To the national economic system, correspond an even more serious deficit in the field of school and training with widespread poverty and fragility of technical capacity, knowledge and basic competences within a highly polarized territorial situation especially for gender variable.
In the language of narrative economy, we can say that this issues is related to deficit of human capital and capabilities as mentioned by Amartya Sen  – which are dangerously low compared with the others European countries, and that this capital requires dynamic increased care in order to avoid the risk of its obsolescence. Take the perspective of somebody that requires, in fact, not as many competences structured in a rigid and functionalist sense, but recovering Sen, a dynamic process of capability: “a person’s capability” refers to the alternative combinations of functioning that are feasible for him/her to achieve. Capability is thus a kind of freedom; the substantive freedom to achieve alternative functioning combinations (or, less formally put, the freedom to achieve various lifestyle)” (Sen, 2000, p. 75).
According to the philosopher Marta Nussbaum (2011), “the capability approach” is an approach to a comparative evaluation of the quality of life, from which springs the theorization of a new social justice. Different sets of motivations allow this theoretical scheme to represent the sustainability and quality of development processes:
- the individual well-being is not considered neither a skill nor a static condition: it is a process in which it is crucial the availability of resources to which access is permitted;
- the equality consideration has been extended: it is an opportunity that resides in the space of life of individuals and societies;
- the relationship with a complex vision of development exceeds the economistic size for basing on dimensions related to anthropological values (like feeling good, the development of potential, justice, and equality).
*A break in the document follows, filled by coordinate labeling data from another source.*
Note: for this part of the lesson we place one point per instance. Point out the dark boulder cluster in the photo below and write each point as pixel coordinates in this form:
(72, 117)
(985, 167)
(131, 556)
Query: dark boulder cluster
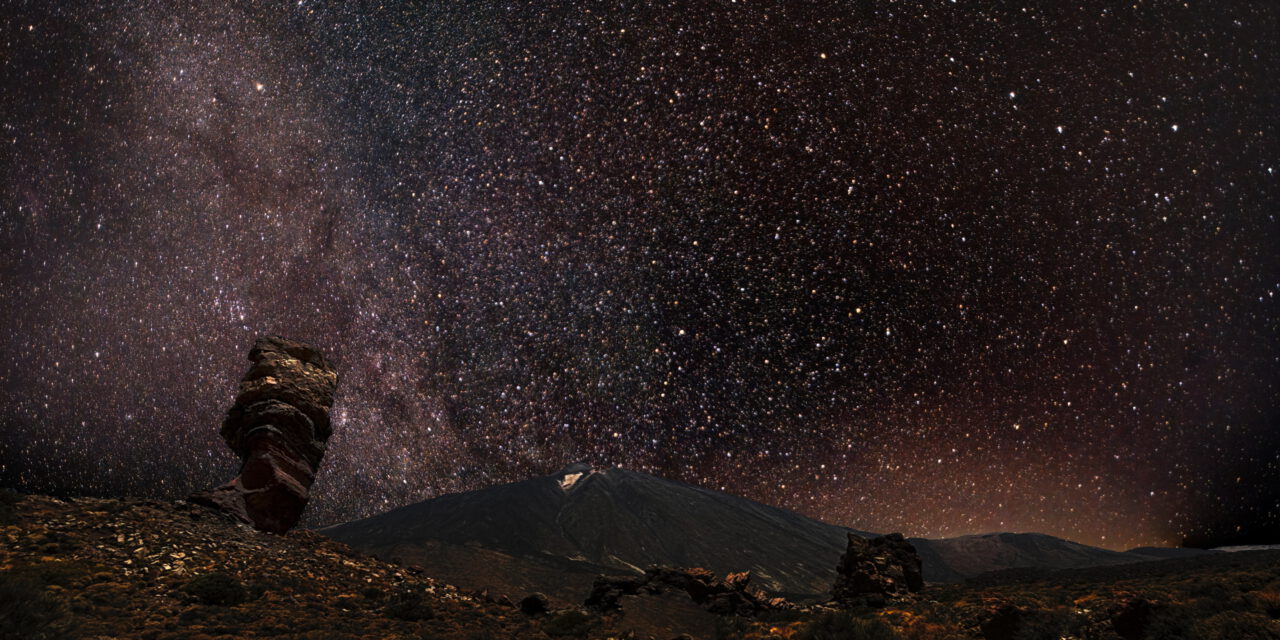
(874, 571)
(278, 426)
(730, 597)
Another element that affects the quality of human capital, reducing the chances of access to the labour market, is the growing gap between the competences required by companies and those acquired by workers (skills mismatch), particularly by young workers. This phenomenon is due to several factors such as, for example, the mismatch between of fashioned training and new technologies, and frequent situations of over and under-qualification.
This means at individual level:
- the risk of to work in an environment which is incongruous to the competences possessed;
- a major risk of long-term unemployment (as happens to over qualified workers
In both cases, we face a vicious circle of knowledge decline and consequent social exclusion.
There is a need to enhance human capital, especially among young people and to address the issue of growth in all its complexity. It makes it necessary to reaffirm the central role of education and training, as several EU documents underline (Europe 2020 Strategy recalling the objectives of the 2000 Lisbon Strategy). Education and training have to create conditions for a sustainable inclusive growth, to foster innovation, knowledge based approaches. One of the five identified objectives concerns, in fact, the need to raise the level of education and training of young people by reducing rates of early dropped out of school below 10% (early dropped out school) and increasing to 40% the 30-34years old peoples with a university education (tertiary education).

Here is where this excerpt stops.